Comments are due within 45 days of the publication of the notice. Those interested in speaking out on the matter can also attend a meeting of the Treasury Department’s Federal Advisory Committee on Insurance on Thursday afternoon.

The question of effective cybersecurity measures is one of several FIOs and the Cybersecurity and Infrastructure Security Agency asking to help prepare a report for Congress on the merits of establishing a federal cyber insurance program. Their efforts follow a recommendation from the Government Accountability Office, which Congress directed to examine the federal government’s role in cyber insurance under the National Defense Authorization Act of 2021.

GAO highlighted the possibility that a federal insurance program could create skewed incentives in the industry, especially in the wake of ransomware attacks across the country, but the agency passed the baton to the FIO and CISA to give Congress the ultimate recommendation on the issue .

The Treasury/CISA notice describes moral hazard as “the possibility that either insurers or policyholders will take unreasonable risks in reliance on a federal insurance response or fail to implement cybersecurity controls.”

Insurance is typically regulated at the state level, but there are some examples of federal programs, including the Terrorism Risk Insurance Program, overseen by the Treasury Department, and the National Flood Insurance Program, administered by the Federal Emergency Management Agency.

NFIP mandates coverage for certain properties and is funded by premiums, but the program is perpetually indebted from huge sums paid out after catastrophic hurricanes.
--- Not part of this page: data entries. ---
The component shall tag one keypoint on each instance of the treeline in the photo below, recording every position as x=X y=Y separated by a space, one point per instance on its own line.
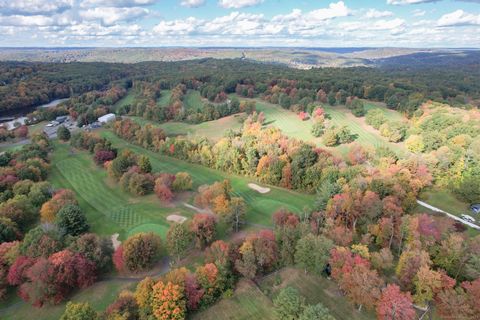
x=146 y=96
x=402 y=88
x=434 y=267
x=24 y=85
x=45 y=261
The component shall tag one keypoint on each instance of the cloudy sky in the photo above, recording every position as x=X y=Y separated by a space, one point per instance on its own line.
x=313 y=23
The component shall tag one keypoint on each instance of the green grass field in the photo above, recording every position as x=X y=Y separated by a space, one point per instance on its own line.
x=193 y=100
x=261 y=206
x=292 y=126
x=99 y=295
x=315 y=289
x=128 y=99
x=164 y=98
x=109 y=209
x=255 y=302
x=213 y=130
x=248 y=302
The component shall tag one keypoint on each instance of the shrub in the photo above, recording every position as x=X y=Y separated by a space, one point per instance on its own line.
x=141 y=251
x=71 y=220
x=182 y=182
x=63 y=133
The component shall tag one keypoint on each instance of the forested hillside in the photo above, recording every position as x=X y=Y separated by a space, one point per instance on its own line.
x=401 y=86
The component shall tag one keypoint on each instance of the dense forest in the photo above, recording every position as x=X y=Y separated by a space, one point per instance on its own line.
x=401 y=86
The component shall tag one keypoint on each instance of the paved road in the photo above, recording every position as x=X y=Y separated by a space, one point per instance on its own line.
x=426 y=205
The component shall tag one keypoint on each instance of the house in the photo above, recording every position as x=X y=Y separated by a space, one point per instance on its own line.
x=61 y=119
x=475 y=208
x=107 y=118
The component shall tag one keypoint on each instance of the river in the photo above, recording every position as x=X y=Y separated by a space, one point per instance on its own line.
x=17 y=113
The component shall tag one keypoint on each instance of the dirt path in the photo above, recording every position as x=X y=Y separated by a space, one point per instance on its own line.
x=199 y=210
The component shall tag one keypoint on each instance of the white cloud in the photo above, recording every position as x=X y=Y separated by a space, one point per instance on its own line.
x=116 y=3
x=374 y=13
x=111 y=15
x=404 y=2
x=458 y=18
x=334 y=10
x=388 y=24
x=34 y=7
x=237 y=4
x=192 y=3
x=177 y=27
x=418 y=13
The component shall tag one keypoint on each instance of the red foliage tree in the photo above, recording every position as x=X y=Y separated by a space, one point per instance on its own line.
x=163 y=192
x=103 y=156
x=118 y=260
x=17 y=271
x=395 y=305
x=204 y=229
x=193 y=292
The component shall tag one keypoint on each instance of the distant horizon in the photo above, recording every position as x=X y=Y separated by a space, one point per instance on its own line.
x=236 y=47
x=240 y=23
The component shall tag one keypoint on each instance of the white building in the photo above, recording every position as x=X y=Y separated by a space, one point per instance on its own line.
x=107 y=118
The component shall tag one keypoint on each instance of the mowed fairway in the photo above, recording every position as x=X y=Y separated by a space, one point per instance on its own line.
x=109 y=209
x=213 y=130
x=291 y=125
x=315 y=290
x=260 y=206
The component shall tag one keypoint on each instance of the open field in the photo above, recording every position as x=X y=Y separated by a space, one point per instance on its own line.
x=213 y=130
x=164 y=98
x=128 y=99
x=261 y=206
x=292 y=126
x=109 y=209
x=99 y=295
x=252 y=302
x=315 y=289
x=248 y=302
x=193 y=100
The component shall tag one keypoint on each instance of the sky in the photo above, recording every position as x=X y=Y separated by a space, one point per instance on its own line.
x=240 y=23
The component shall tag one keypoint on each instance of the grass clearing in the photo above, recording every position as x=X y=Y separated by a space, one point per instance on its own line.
x=164 y=99
x=99 y=295
x=109 y=209
x=127 y=100
x=248 y=302
x=260 y=206
x=315 y=289
x=193 y=100
x=213 y=130
x=292 y=126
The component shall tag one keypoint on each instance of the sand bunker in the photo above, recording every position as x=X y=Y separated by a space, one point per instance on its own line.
x=176 y=218
x=116 y=243
x=257 y=188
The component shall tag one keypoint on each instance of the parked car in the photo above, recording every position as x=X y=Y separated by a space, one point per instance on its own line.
x=475 y=208
x=468 y=218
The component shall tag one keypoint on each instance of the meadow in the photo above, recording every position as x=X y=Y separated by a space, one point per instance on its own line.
x=213 y=130
x=260 y=206
x=292 y=126
x=250 y=301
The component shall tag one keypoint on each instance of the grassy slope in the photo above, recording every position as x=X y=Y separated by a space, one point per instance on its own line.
x=252 y=302
x=100 y=295
x=193 y=100
x=108 y=208
x=248 y=302
x=292 y=126
x=164 y=98
x=315 y=289
x=261 y=206
x=128 y=99
x=212 y=129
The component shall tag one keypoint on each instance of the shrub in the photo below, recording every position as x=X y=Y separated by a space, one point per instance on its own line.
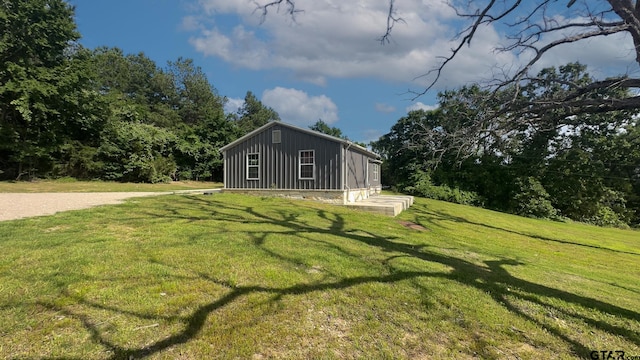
x=421 y=185
x=532 y=199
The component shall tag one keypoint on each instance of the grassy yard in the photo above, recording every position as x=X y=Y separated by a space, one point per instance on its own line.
x=232 y=276
x=70 y=185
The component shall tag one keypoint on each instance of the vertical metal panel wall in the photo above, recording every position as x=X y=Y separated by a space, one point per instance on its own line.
x=279 y=162
x=356 y=169
x=372 y=181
As experts warn of a historic hurricane hitting the state of Florida, the NFIP is set to expire if Congress doesn’t approve it again by the end of the week.

Introduced after the 9/11 terrorist attacks, the TRIP model essentially insures insurers and helps them protect policyholders in the event of qualifying incidents. But there is a $100 billion cap on the amount the government can pay out, and the notice cites a CISA study released in 2020 that estimated potential losses from a single cyber incident at between $2.8 billion US dollars and 1 trillion US dollars.

“Should an existing federal insurance program (e.g., NFIP or TRIP) or other U.S. or international public-private insurance mechanism serve as a model for catastrophic cyber incidents or be modified to address catastrophic cyber incidents?” the note asks.

According to the notice, “The FIO intends to evaluate potential federal insurance responses outside of TRIP, but will also consider how potential responses might interact with or be part of TRIP.” That would raise questions about whether certain cyber incidents should be considered terrorist attacks .

Agencies also want answers to a variety of other questions, e.g. B. whether insurers are less likely to cover events that resulted in physical impacts and what level of financial losses should be considered “catastrophic”.

“What cybersecurity measures would be most effective in reducing the likelihood or magnitude of catastrophic cyber incidents?” the note also asks. “What steps could the federal government take to potentially encourage or require policyholders to take these actions?”